Away From the Vicarage (1965. Published in the US as On Tour: An Autobiographical Novel of the Twenties)

Away From the Vicarage picks up the story of "Victoria" at the end of the First World War. It tells of her decision to become an actress, her training at the Royal Academy, and her ten years working in the field. The book ends with Vicky deciding to give up acting and become a writer.

This book is, for the most part, more factually correct than A Vicarage Family. Even the names are closer - Victoria's stage name is "Victoria Sonning", while Noel's was "Noelle Sonning" - although she does avoid naming a number of theatre luminaries with whom she worked. The fictional episodes in this book are mainly about love affairs: Angela Bull says that none of Noel's friends were able to guess the identities of "Robert" and "Claude". Bull speculates that Noel may have invented these episodes in order to conceal her "sexual coldness" (1984:227).

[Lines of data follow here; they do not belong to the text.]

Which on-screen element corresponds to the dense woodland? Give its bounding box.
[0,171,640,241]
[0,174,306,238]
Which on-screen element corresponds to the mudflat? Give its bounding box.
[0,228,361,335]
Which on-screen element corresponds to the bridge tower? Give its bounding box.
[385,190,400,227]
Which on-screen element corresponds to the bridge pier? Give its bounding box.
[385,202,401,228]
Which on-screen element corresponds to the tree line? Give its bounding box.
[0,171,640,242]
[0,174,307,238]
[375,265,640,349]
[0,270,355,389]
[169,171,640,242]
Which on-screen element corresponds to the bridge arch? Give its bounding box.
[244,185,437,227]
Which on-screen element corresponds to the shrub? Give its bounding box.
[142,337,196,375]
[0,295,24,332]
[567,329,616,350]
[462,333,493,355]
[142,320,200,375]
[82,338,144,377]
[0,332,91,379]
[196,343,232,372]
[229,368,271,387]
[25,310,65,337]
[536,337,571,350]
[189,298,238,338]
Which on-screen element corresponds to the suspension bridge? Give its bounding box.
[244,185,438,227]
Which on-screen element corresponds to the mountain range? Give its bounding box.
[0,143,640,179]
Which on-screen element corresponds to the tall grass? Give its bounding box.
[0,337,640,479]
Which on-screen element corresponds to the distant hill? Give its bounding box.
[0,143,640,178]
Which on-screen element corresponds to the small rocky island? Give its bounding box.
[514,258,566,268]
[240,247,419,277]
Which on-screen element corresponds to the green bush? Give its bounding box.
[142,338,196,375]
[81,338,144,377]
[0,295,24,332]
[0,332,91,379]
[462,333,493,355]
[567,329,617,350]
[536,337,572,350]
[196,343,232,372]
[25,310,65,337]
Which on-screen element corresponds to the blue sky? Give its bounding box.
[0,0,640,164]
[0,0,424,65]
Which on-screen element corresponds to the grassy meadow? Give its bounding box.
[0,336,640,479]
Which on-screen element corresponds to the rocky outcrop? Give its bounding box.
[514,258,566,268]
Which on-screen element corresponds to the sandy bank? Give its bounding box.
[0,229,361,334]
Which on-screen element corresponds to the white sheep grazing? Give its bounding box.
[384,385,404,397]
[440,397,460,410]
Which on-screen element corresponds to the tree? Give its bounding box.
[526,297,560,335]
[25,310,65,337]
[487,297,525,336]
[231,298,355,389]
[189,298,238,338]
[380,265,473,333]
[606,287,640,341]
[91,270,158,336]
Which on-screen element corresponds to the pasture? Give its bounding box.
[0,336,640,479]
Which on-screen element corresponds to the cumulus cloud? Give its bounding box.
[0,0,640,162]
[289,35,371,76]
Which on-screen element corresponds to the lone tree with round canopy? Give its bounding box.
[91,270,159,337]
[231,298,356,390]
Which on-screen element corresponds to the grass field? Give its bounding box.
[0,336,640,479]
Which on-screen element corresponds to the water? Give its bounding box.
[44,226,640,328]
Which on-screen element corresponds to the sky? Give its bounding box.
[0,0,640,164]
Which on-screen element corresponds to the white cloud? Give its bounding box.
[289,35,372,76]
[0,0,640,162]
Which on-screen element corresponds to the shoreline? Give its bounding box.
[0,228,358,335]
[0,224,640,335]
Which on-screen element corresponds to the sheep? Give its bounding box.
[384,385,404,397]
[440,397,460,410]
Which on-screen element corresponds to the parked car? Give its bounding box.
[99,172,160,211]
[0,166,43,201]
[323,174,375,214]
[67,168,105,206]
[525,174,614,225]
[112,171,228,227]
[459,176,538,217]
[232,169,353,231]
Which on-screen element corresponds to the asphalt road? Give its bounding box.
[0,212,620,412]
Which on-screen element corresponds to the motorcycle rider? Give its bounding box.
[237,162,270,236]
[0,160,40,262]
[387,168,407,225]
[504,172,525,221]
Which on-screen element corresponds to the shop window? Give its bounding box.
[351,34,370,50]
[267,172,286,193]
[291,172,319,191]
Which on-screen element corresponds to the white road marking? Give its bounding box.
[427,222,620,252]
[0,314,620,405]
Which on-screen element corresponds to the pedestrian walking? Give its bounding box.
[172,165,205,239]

Beyond the Vicarage (1971)

In Beyond the Vicarage "Vicky" begins her writing career as a novelist for adults, and is persuaded (somewhat against her will) to also write children's books. Beyond the Vicarage also covers the years of the Second World War, during which Noel worked for the WVS.

As she embarks on the story of her life as a writer, Noel is forced to virtually abandon the "shield of anonymity" - many people, such as Mabel Carey, are now given their real names rather than pseudonyms. However, this book is less well structured than the two earlier works.

Once she is a writer, Vicky seems too close to Noel to be observed with the clarity of the earlier books; and the nearer the narrative approaches its actual time, the scrappier it grows. ... [After the war], Beyond the Vicarage degenerates into the random chit-chat of a letter home, with disjointed thoughts and events pulled loosely together. Fiction is avoided, but its absence demonstrates how much the other two volumes gained in shape and content when Noel's imagination took control. (Bull, 1984:229).

Nevertheless, Beyond the Vicarage provides a fascinating insight into the early years of Noel's writing career.

Biography

In addition to her fictionalised autobiographies, Noel also wrote three biographical works: a life and critical analysis of the children's author E. Nesbit, a life of Queen Victoria, and the story of a family servant, Noel's father's nurse. (She also wrote a book about Tutankhamen, but as this contains general information about the society, and about the archaeologists, I have included it in the Non-Fiction section of this website.)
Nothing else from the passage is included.